The email marketing firm Mailchimp announced adopted a policy, effective last Wednesday, that gives the company “sole discretion” to censor information.
Other online platforms, such as Google, Twitter and Facebook, have been less straightforward in their decisions to censor so-called “disinformation”—otherwise known as facts that contradict the prevailing narrative in left-skewed Silicon Valley.
“Mailchimp does not allow the distribution of Content that is, in our sole discretion, materially false, inaccurate, or misleading in a way that could deceive or confuse others about important events, topics, or circumstances,” the company said in a statement, Reclaim the Net reported.
Mailchimp said the policy change would identify “what kinds of Content are prohibited for distribution using the Mailchimp platform.”
Prior to the formal announcement, the company censored two independent news outlets, SGTreport and Press for Truth.
Both SGTreport and Press for Truth were banned from accessing their Mailchimp accounts with little or no advance notice.
When they were locked out of their accounts, they also lost access to the emails of the thousands of subscribers that they had built over the years.

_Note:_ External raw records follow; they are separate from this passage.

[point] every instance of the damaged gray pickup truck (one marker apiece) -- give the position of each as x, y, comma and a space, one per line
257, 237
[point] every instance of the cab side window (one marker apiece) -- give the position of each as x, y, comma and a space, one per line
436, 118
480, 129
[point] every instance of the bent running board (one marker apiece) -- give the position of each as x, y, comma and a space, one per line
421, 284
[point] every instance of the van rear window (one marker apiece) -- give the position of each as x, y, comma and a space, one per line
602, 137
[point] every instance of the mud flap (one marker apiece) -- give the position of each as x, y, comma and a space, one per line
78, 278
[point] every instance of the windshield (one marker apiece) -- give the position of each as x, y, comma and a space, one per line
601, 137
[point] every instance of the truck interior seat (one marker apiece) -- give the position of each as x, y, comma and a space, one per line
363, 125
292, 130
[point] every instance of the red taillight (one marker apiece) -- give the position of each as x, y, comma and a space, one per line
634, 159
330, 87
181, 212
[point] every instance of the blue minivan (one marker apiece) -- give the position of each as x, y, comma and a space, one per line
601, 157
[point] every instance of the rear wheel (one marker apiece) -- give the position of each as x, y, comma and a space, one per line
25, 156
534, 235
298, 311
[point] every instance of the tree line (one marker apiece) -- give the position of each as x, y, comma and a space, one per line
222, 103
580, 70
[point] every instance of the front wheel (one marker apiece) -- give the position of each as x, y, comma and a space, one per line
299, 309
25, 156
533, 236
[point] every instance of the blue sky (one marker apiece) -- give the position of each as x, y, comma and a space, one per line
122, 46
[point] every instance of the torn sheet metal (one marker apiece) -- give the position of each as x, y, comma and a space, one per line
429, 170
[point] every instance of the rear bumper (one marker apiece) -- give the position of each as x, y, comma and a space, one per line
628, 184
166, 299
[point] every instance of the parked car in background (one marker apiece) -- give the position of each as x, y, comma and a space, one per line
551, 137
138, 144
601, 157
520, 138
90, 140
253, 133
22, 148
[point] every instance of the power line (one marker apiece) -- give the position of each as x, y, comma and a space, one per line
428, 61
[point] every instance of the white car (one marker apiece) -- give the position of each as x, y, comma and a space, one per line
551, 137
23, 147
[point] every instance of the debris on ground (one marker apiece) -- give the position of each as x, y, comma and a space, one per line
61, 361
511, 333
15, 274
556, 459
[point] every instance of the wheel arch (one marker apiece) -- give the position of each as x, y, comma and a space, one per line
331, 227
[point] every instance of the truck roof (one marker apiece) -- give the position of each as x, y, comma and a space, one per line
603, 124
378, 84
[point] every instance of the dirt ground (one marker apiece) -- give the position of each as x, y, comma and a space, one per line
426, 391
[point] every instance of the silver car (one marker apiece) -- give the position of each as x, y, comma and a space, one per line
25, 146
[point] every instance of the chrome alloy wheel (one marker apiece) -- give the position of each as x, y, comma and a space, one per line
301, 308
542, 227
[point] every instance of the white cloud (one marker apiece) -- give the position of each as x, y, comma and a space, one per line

SGTreport tweeted that it had more than 14,000 subscribers, which it had accumulated over many years while paying Mailchimp $150 per month.
YouTube—owned by the same parent-company as Google—likewise scrubbed SGTreport’s 630,000 subscribers because of what it deemed to be “harmful conspiracies.”
Dan Dicks, the owner of Press for Truth, said he lost access to information from thousands of subscribers.
“I feel like that’s my data,” Dicks said. “I was using it as a hedge against the coming censorship and they just pulled the plug on me there.”
Small online outlets often use email lists to work around the Big Tech companies that control the results of internet and social media searches.
Press for Truth lost its YouTube channel, along with its 272,000 subscribers.
It also was banned from Patreon, a subscription service that allows independent content creators to finance their operations from individual donations.